Though they may have been born in the U.S., the bishop said, they were, first and foremost, committed Christians who chose to serve the people of Chalatenango.
“They were characterized by that service in our country and those who lived in Chalatenango as well,” he said. “In fact, we celebrate on Dec. 2 the thousands of martyrs of Chalatenango in honor of them and chose that date in honor of them (the U.S. women) and accept them as martyrs of Chalatenango, along with the thousands who died here.”

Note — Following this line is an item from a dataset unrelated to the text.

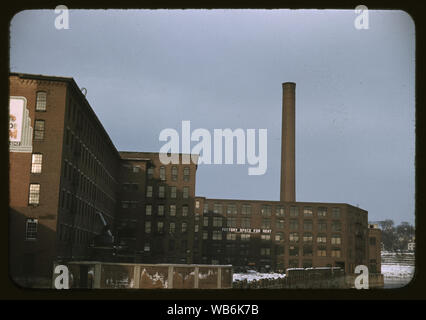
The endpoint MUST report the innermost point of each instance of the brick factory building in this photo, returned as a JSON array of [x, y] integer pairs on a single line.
[[74, 197]]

He said that even though it’s not under his purview to officially declare anyone a saint, he believes Chalatenango, where the women are buried, is home “to these great saints, which, to me, they are because they were martyrs, because they lived out the Gospel of Jesus Christ to the most extreme of consequences.”
If you look at church history, he said, the first saints were martyrs, and the early Christians venerated them as such. But because they belonged to different orders, different dioceses, countries, one was a layperson — opening a cause of canonization and under whose jurisdiction can be a complicated matter, the bishop said.
But Acosta said, “Our people have already canonized them.”
“If Rome wants to speak on that matter, it can speak on that matter. But I don’t doubt that they’re saints, that they’re martyrs. To me they are the martyred women of 1980,” sharing the same year of martyrdom as Romero, who’s now officially a saint, he added.
Though the COVID-19 pandemic brought the 40th anniversary commemoration of St. Romero’s martyrdom to a halt in March, Chalatenango said it will continue with plans to mark the 40th anniversary of what it calls the women’s martyrdom, including its annual Martyrs of Chalatenango Mass, a blessing of the Maryknoll Sisters’ tombs and perhaps a bilingual program via livestream on its Facebook page as part of a digital pilgrimage for those who can’t make it.
“For us, it’s important that those in the U.S. understand that they (the women) were martyred for the Gospel,” Escobar said. “And there have been true saints in these times in history, from the U.S., as these women were.”